En effet, il résulte d’une attestation d’un des associés, ancien professeur d’université, établie antérieurement à sa mise en cause dans le présent litige, que l'acide citrique et le citrate de sodium ne se confondent pas et que le second n'est pas un dérivé du premier, contrairement à ce qui ressort du contenu du site Wikipédia auquel se réfère le demandeur. Toutefois ce site, posté par les utilisateurs, n'est pas suffisant à lui seul à emporter la conviction de la cour.
La différence entre ces deux compositions résulte d'ailleurs de la fiche qu'aurait rédigée le demandeur, au demeurant jamais divulguée, qui fait état d'une première expérimentation de gemmage avec du citrate de sodium et d'une seconde expérience avec de l'acide citrique.
Par conséquent, le demandeur n'établit pas qu'il est à l'origine de l'invention qui a fait l'objet du brevet tel que délivré, ni que la société défenderesse s'est frauduleusement appropriée cette invention à ses dépens. Il n’est donc pas fait droit à sa demande de transfert de la quote-part de propriété.
Cour d’appel de Paris, pôle 5, 2e ch., 17 février 2023, 21/08764 (B20230017) [1]
Claude C c. Holiste Laboratoires et Développement SAS, Luc L, José A et al.
(Confirmation TJ Paris, 3e ch., 1re sect., 11 mars 2021, 19/08961 ; B20210104)

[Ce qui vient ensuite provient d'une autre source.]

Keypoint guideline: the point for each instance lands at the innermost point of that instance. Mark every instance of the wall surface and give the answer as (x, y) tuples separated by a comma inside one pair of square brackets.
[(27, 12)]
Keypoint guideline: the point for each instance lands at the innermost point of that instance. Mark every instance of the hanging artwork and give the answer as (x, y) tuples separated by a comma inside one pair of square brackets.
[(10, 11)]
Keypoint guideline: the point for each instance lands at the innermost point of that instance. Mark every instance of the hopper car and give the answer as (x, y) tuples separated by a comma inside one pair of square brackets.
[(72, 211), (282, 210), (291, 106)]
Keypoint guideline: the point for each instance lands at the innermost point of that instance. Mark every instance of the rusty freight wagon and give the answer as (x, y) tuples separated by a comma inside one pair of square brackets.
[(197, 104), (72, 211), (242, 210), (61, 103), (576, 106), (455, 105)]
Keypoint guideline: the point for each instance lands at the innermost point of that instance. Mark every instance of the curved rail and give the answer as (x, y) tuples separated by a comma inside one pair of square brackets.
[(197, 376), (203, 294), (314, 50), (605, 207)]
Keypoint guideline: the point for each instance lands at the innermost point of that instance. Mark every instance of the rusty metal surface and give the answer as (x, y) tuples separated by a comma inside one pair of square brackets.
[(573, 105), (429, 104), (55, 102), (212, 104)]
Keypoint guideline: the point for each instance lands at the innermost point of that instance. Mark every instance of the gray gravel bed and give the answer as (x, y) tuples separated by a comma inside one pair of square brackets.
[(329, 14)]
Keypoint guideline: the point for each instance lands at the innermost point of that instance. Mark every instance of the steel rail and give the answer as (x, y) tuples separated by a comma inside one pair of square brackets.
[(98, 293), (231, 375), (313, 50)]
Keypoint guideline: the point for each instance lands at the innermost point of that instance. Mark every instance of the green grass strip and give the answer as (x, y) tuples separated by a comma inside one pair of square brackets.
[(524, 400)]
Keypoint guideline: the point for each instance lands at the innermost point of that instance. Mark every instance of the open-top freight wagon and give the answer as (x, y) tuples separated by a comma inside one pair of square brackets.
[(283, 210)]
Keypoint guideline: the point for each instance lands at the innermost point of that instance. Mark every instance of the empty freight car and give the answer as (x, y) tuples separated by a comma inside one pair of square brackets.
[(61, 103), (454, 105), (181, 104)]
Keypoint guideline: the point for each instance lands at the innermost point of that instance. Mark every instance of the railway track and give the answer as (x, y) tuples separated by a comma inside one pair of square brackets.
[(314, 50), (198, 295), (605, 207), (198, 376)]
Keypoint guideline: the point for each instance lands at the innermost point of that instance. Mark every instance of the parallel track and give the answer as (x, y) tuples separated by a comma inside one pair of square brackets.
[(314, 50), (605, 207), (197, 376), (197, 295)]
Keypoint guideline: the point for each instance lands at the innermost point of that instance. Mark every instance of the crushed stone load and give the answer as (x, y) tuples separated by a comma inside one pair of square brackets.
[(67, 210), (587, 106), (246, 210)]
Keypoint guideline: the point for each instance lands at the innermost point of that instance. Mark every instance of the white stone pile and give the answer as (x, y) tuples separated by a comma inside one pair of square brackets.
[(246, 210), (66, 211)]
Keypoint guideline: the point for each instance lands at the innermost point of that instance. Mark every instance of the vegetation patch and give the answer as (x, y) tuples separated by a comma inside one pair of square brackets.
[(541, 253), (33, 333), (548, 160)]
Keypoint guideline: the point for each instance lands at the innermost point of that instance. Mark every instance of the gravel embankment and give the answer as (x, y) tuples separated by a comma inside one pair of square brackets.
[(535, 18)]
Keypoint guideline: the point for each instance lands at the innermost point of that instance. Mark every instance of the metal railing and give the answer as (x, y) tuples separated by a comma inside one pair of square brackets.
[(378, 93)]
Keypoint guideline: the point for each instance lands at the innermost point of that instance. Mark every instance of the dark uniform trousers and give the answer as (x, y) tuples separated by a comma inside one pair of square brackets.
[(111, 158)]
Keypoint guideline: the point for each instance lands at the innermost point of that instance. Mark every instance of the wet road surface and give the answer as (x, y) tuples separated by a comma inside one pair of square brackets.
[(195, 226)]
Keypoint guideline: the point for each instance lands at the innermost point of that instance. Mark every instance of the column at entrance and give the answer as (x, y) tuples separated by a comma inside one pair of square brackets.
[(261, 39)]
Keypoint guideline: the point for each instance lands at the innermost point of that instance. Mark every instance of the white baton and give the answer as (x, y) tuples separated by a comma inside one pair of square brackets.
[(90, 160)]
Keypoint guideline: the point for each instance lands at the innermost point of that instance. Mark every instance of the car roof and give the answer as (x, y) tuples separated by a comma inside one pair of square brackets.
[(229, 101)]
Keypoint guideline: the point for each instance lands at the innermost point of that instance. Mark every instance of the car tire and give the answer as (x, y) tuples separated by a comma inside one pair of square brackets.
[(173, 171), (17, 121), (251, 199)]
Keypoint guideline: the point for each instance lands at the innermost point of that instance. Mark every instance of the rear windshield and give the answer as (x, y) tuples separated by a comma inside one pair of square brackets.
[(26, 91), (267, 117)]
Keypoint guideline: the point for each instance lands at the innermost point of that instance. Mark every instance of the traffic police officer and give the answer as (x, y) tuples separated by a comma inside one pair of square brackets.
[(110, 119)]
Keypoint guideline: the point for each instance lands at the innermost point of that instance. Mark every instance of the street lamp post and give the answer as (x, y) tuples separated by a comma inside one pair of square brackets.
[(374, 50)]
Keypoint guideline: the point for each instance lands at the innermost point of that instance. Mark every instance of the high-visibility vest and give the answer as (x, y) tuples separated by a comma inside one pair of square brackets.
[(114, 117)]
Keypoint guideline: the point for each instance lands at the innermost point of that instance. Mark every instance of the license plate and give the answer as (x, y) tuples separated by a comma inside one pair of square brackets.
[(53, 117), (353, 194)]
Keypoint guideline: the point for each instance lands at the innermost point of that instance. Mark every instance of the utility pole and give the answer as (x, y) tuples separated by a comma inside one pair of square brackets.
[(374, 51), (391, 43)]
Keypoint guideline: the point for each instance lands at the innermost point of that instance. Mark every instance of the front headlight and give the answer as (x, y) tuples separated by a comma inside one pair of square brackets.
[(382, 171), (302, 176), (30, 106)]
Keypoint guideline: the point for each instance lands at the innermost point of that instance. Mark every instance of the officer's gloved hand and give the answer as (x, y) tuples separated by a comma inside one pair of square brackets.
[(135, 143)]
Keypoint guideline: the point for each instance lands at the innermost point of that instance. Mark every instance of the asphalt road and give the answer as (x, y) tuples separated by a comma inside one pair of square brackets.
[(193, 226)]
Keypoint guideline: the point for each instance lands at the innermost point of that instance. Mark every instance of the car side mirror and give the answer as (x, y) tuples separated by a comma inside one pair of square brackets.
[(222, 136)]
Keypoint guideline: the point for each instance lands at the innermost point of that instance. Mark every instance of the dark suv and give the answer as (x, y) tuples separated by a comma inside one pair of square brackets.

[1] Antérieurement à la présente action, le demandeur avait déjà assigné la société défenderesse en dépôt frauduleux de brevet. Un jugement avait fait droit à son action en revendication de propriété (TGI Paris, 3e ch., 3e sect., 13 mai 2016, Claude C c. Holiste Laboratoires et Développement SARL, 14/09297 ; B20160087). Il avait notamment retenu que « La société Holiste qui s'est vue confier par le demandeur, dans le cadre d'études communes des informations confidentielles qui portaient sur ces éléments, du fait de sa collaboration avec Claude C, alors qu'il lui était par ailleurs interdit de les divulguer, les a pourtant employés pour déposer le brevet dont elle est titulaire et a ainsi porté atteinte aux clauses de l'accord liant les parties et s'est ainsi appropriée suivant des procédés déloyaux, les éléments techniques qui lui ont permis de déposer le brevet litigieux, en fraude des droits de Claude C ». Ce jugement a été infirmé par la cour d’appel (CA Paris, pôle 5, 2e ch., 2 juin 2017, 16/11297 ; B20170103) qui a déclaré l’action en revendication de brevet irrecevable, faute pour le demandeur d’avoir mis en cause ses associés, également détenteurs de la formule de la pâte de gemmage. Elle a retenu qu’il « résulte de ces éléments et de l'aveu même de Monsieur C que l'utilisation de l'acide citrique, de carbonate de calcium et d'eau pour fabriquer la pâte neutre de gemmage était connue de Monsieur A et de Monsieur V au moins depuis le 2 juillet 2010 et que la formule divulguée dans le cadre de l'accord intervenu entre les parties était détenue en copropriété avec ces derniers ». Saisie d’un pourvoi, la Cour de cassation a rendu un arrêt de rejet non spécialement motivé (Cass. com., 10 avr. 2019, 17-22.367).